Uit Wikipedia, de vrije encyclopedie
Culpa in causa
Datum 9 juni 1981
Instantie Hoge Raad der Nederlanden
Rechters Ch.M.J.A. Moons, A.C. van den Blink, R. de Waard, Ch.Th. Hermans, H.J.M. Jeukens
Adv.-gen. J. Remmelink
Soort zaak   strafkamer
Procedure cassatie
Wetgeving 37, 287 Sr; art. 359 lid 1 Sv
Onderwerp   culpa in causa, opzet
Vindplaats   NJ 1983/412, m.nt. Th.W. van Veen
DD 81.358
ECLI   ECLI:NL:HR:1981:AC0902

Het Culpa in causa-arrest (HR 9 juni 1981, NJ 1983/412) is een arrest van de Nederlandse Hoge Raad dat betrekking heeft op culpa in causa.

Casus en procesgang[bewerken | brontekst bewerken]

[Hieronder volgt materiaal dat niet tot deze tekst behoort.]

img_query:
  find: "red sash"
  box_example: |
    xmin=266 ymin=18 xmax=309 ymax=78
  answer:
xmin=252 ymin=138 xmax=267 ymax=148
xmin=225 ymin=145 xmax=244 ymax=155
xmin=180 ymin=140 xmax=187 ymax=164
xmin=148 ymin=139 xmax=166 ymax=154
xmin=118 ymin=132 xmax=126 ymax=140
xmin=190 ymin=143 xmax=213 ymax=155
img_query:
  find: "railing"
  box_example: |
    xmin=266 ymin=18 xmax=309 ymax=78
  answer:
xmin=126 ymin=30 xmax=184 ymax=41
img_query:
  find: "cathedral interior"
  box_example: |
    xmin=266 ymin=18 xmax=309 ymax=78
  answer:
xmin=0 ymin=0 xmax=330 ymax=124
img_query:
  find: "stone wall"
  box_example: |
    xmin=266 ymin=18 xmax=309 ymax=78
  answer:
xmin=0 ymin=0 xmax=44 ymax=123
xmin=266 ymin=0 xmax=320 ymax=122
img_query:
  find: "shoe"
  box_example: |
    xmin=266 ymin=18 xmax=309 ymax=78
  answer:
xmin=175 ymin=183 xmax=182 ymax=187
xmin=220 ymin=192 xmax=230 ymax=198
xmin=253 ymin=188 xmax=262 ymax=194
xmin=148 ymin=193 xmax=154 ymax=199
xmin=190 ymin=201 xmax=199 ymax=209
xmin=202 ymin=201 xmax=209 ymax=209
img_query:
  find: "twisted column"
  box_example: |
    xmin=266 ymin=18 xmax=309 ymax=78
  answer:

Verdachte heeft onder invloed van cocaïne zijn grootmoeder met een mes door een halssteek en meerdere daarop volgende steken om het leven gebracht. Hij verklaart dat hij verscheidene malen met het mes heeft gestoken om het gillen van zijn grootmoeder te doen stoppen.

Hij wordt vervolgd voor doodslag. Het hof veroordeelt hem ter zake van doodslag tot twee jaar gevangenisstraf. Het cassatieberoep wordt verworpen.

Rechtsvragen[bewerken | brontekst bewerken]

Er liggen twee rechtsvragen voor:

  1. Was er in casu sprake van opzet?
  2. Kan het bewezenverklaarde aan de verdachte worden toegerekend, nu hij ten gevolge van de cocaïne intoxicatie aan een paranoïde psychose leed?

Hoge Raad[bewerken | brontekst bewerken]

Ten aanzien van het opzet oordeelde de Hoge Raad:

Dat niet aannemelijk is geworden, dat te dezen sprake is geweest van een zodanig ernstige geestelijke afwijking dat de verdachte dientengevolge tijdens het begaan van het bewezene van elk inzicht in de draagwijdte van zijn gedragingen en de mogelijke gevolgen daarvan verstoken was.

Uit het gedrag en de verklaring van de verdachte is immers gebleken dat hij geacht moet worden te hebben willen doden. Ten aanzien van de toerekenbaarheid bevestigt de Hoge Raad de culpa in causa-redenering van het hof. Aangezien de verdachte bekend was met de invloed die de drug op hem had en het van algemene bekendheid is dat gebruik van cocaïne het normbesef kan aantasten, kan de verdachte worden verweten dat hij door gebruik van cocaïne is komen te verkeren in een toestand van ziekelijke storing van zijn geestesvermogens. Derhalve kan de doodslag aan hem worden toegerekend.